North Korea threatened to use a nuclear weapon against Japan and turn the U.S. into "ashes and darkness" for passing fresh United Nations sanctions earlier this week — fiery rhetoric that is likely to exacerbate tensions in North Asia.

"Japan is no longer needed to exist near us," the state-run Korean Central News Agency said Thursday, citing a statement by the Korea Asia-Pacific Peace Committee. "The four islands of the archipelago should be sunken into the sea by the nuclear bomb of Juche," it said, a reference to the regime's ideology of self-reliance.

Japanese Chief Cabinet Secretary Yoshihide Suga called the comments, which sent the Korean won lower, "extremely provocative."

"If North Korea stays the course that it is on, it will increasingly become isolated from the world," Suga said. "Through implementing the new United Nations Security Council resolution and related agreements, the international community as a whole needs to maximize pressure on North Korea so that it will change its policy."

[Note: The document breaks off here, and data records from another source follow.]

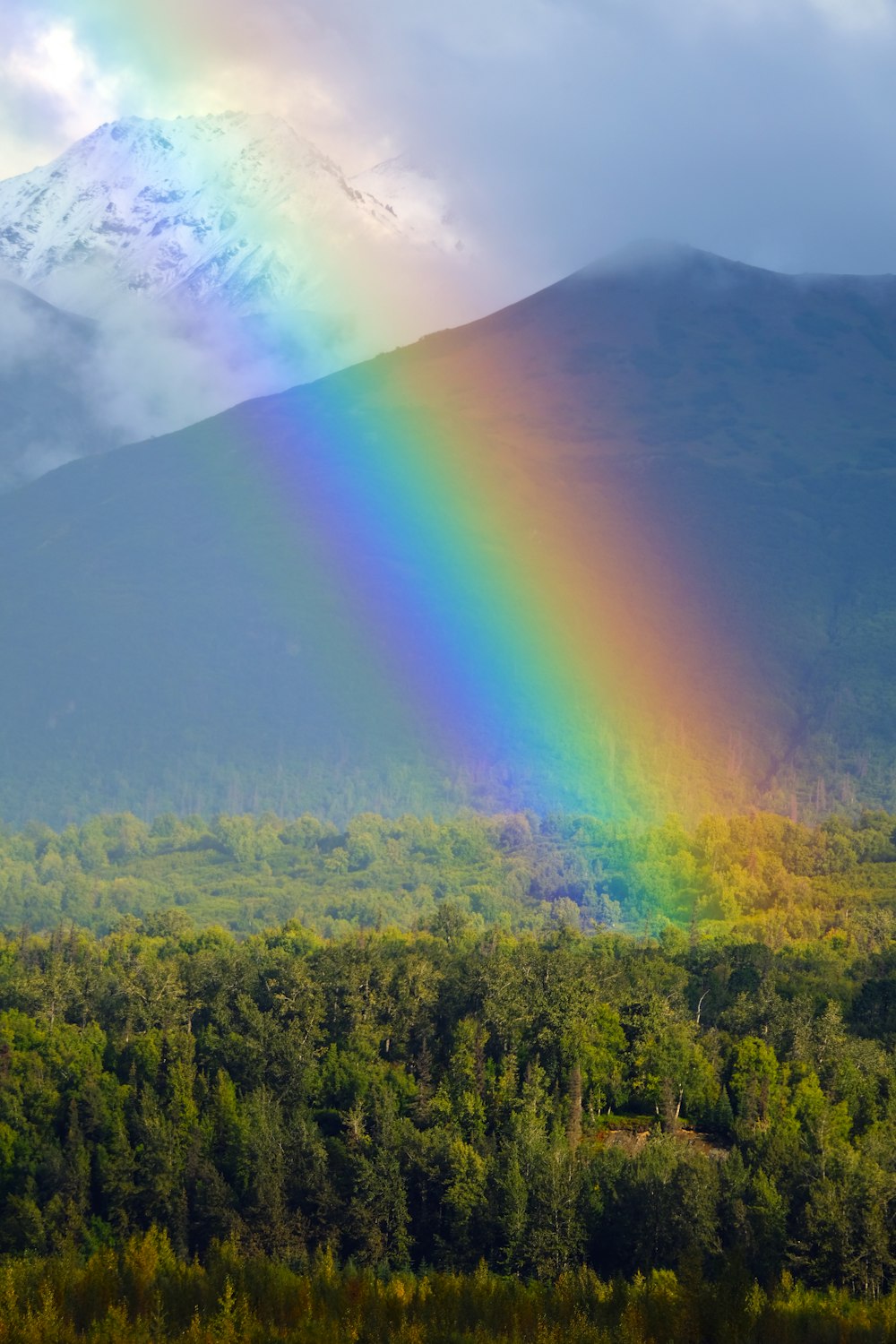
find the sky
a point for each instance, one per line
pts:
(761, 129)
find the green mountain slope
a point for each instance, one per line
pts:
(172, 640)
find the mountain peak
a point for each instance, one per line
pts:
(661, 260)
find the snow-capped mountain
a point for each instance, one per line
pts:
(231, 207)
(220, 258)
(413, 194)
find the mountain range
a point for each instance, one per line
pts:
(169, 642)
(214, 258)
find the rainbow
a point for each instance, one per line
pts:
(493, 620)
(477, 599)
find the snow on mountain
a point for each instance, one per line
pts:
(220, 258)
(416, 199)
(234, 207)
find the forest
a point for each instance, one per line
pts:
(492, 1078)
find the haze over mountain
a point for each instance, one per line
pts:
(174, 642)
(47, 387)
(220, 257)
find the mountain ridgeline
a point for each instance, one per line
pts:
(175, 640)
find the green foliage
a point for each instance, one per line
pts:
(183, 1107)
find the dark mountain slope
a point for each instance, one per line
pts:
(172, 636)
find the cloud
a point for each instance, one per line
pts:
(564, 128)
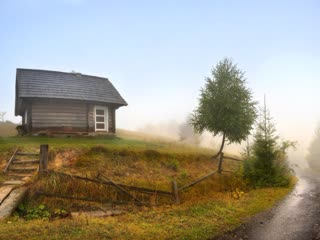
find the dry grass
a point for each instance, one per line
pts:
(206, 210)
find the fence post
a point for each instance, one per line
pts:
(220, 163)
(43, 163)
(175, 192)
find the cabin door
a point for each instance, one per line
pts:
(101, 118)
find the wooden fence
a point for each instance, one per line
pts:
(127, 190)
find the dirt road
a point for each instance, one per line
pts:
(295, 218)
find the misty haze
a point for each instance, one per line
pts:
(159, 120)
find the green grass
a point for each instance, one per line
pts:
(203, 219)
(206, 210)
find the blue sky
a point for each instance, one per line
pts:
(158, 53)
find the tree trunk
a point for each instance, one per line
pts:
(221, 147)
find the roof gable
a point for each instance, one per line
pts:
(33, 83)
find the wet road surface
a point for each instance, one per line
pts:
(295, 218)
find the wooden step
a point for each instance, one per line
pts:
(11, 202)
(5, 191)
(19, 175)
(23, 169)
(16, 161)
(13, 182)
(27, 154)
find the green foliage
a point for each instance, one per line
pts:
(313, 157)
(40, 211)
(266, 164)
(173, 164)
(226, 106)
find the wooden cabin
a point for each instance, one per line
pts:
(61, 102)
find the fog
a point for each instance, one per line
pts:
(183, 132)
(313, 156)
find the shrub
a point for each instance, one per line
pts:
(266, 163)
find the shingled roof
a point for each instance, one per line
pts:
(33, 83)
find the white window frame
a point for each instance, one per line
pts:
(106, 115)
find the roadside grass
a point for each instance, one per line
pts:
(207, 210)
(204, 218)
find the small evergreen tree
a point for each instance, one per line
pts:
(267, 166)
(313, 157)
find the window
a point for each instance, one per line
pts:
(101, 118)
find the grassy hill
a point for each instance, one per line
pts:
(143, 160)
(7, 129)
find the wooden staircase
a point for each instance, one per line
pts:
(22, 165)
(19, 168)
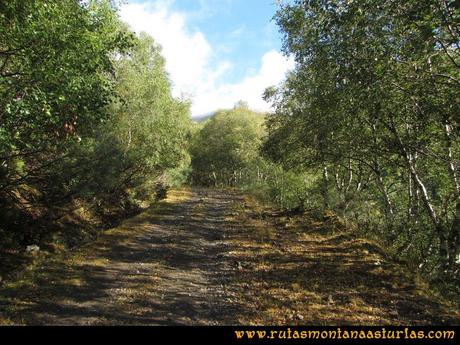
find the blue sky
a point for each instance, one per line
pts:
(217, 51)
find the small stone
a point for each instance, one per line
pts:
(32, 249)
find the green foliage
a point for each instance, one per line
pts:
(371, 110)
(225, 150)
(86, 115)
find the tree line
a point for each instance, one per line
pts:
(366, 125)
(87, 118)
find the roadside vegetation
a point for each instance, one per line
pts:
(364, 131)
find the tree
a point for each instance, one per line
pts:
(371, 107)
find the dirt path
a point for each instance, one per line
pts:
(209, 257)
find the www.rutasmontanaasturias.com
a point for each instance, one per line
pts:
(339, 333)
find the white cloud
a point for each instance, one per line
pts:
(192, 66)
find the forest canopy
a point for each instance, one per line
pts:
(86, 116)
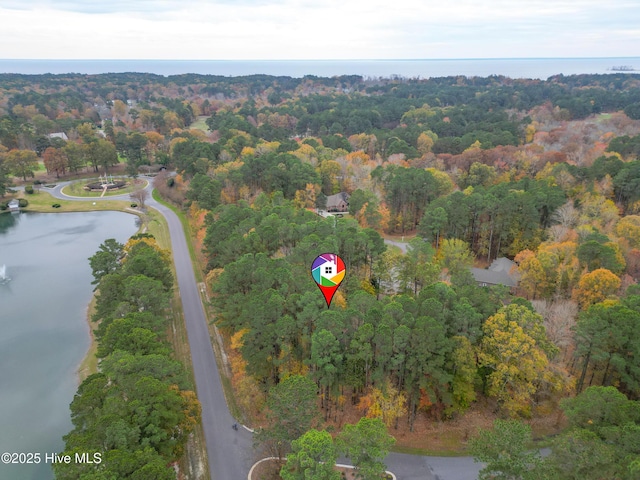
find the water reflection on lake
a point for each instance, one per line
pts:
(43, 329)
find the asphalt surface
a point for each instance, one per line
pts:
(231, 452)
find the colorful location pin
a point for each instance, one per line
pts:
(328, 272)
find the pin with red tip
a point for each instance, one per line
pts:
(328, 271)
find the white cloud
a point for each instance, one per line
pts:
(300, 29)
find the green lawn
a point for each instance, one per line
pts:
(76, 189)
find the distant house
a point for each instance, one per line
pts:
(338, 202)
(14, 205)
(501, 272)
(61, 135)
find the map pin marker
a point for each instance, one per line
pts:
(328, 272)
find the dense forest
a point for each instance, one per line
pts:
(544, 173)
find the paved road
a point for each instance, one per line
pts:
(230, 452)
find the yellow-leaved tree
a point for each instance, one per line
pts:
(516, 351)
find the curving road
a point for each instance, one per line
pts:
(230, 452)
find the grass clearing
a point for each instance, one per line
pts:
(200, 123)
(41, 202)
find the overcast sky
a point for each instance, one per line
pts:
(317, 29)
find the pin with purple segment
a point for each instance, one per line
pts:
(328, 271)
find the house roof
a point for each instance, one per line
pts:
(334, 200)
(499, 273)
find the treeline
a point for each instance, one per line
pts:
(139, 409)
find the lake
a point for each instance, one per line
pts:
(43, 329)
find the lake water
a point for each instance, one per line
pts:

The latest U.N. sanctions follow North Korea's sixth and most powerful nuclear test earlier this month. In late August, the regime launched a ballistic missile over northern Japan in what it said was "muscle-flexing" to protest annual military drills between the U.S. and South Korea. Leader Kim Jong Un called it a "meaningful prelude" to containing Guam. North Korea previously threatened to launch rockets over Japan into the Pacific and toward the U.S. territory.